Im Zuge der Ermittlungen um die Morde des früheren Krankenpflegers Niels H. in Oldenburg und Delmenhorst kommt es zu einem weiteren Prozess: Eine stellvertretende Stationsleiterin soll nach dem Tod von Patienten weitere Tötungsdelikte durch Niels H. für möglich gehalten haben. Sie sei aber nicht eingeschritten, teilte das Oberlandesgericht Oldenburg am Freitag mit. Damit habe sie durch Unterlassen bis zu fünf weitere Taten zumindest billigend in Kauf genommen.
Niels H. ist bereits wegen sechs Taten zu lebenslanger Haft verurteilt worden. Er hatte Patienten Medikamente gespritzt, um absichtlich lebensbedrohliche Herzprobleme bis hin zum Herzflimmern auszulösen. Anschließend reanimierte er seine Opfer, um als Held zu erscheinen. Nach umfangreichen Exhumierungen wirft ihm die Staatsanwaltschaft inzwischen mehr als 100 Morde vor. Der Prozess um die größte Mordserie in Nachkriegsdeutschland soll im Oktober beginnen.
Die stellvertretende Stationsleiterin war bereits zusammen mit zwei Ärzten sowie dem Leiter der Intensivstation des früheren Klinikums Delmenhorst, einer weiteren Stellvertreterin und einem Krankenpfleger wegen Mitverantwortung angeklagt worden. Doch das Landgericht Oldenburg hatte lediglich Anklagen gegen die Ärzte und den Chef der Intensivstation zugelassen, hieß es. Dagegen hatte die Staatsanwaltschaft Beschwerde eingelegt.
Der Erste Strafsenat des Oberlandesgerichts habe im Fall der einen stellvertretenden Stationsleiterin der Beschwerde nun Recht gegeben, sagte eine Justizsprecherin. Die Frau hätte aufgrund ihres Verdachts Niels H. näher beobachten und sicherstellen müssen, dass von ihm keine Gefahr für die Patienten ausgehe. Diesen Pflichten sei sie nicht vollständig nachgekommen.
Zwar habe die Frau ihren unmittelbar vorgesetzten Stationsleiter über konkrete Verdachtsmomente informiert.
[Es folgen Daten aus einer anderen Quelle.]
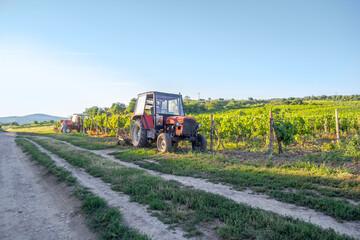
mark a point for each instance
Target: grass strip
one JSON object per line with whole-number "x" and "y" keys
{"x": 191, "y": 209}
{"x": 314, "y": 187}
{"x": 82, "y": 140}
{"x": 102, "y": 219}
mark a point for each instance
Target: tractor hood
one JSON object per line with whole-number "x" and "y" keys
{"x": 180, "y": 119}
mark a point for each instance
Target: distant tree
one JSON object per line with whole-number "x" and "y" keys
{"x": 15, "y": 123}
{"x": 130, "y": 108}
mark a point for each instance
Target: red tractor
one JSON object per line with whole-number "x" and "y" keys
{"x": 160, "y": 117}
{"x": 76, "y": 123}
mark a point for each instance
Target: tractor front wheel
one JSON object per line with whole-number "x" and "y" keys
{"x": 164, "y": 142}
{"x": 200, "y": 143}
{"x": 139, "y": 135}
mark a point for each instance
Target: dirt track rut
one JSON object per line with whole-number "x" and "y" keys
{"x": 246, "y": 197}
{"x": 135, "y": 215}
{"x": 33, "y": 206}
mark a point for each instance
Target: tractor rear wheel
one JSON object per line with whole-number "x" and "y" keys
{"x": 200, "y": 143}
{"x": 139, "y": 135}
{"x": 164, "y": 142}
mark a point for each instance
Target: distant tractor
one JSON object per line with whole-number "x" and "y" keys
{"x": 160, "y": 117}
{"x": 76, "y": 123}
Als dieser weitergehende Untersuchungen abgelehnt habe, hätte sich die Beschuldigte an die nächste Führungsebene wenden müssen, sagte die Sprecherin.
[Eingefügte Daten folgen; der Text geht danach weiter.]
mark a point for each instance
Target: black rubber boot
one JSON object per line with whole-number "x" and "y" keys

Für die andere stellvertretende Stationsleiterin und den Pfleger sehe das Gericht hingegen keinen hinreichenden Tatverdacht. Diese stellvertretende Stationsleiterin sei ihren Pflichten nachgekommen, indem sie ihre erst Ende Juni 2005 gewonnenen Erkenntnisse umgehend weitergeleitet habe. Daraufhin hätten die Klinikverantwortlichen am nächsten Tag das weitere Vorgehen erörtert. Gegen den angeschuldigten Pfleger könne ebenso kein strafrechtlicher Vorwurf erhoben werden, da auch er seine rechtlichen Pflichten durch die Meldung an seine Vorgesetzten erfüllt habe.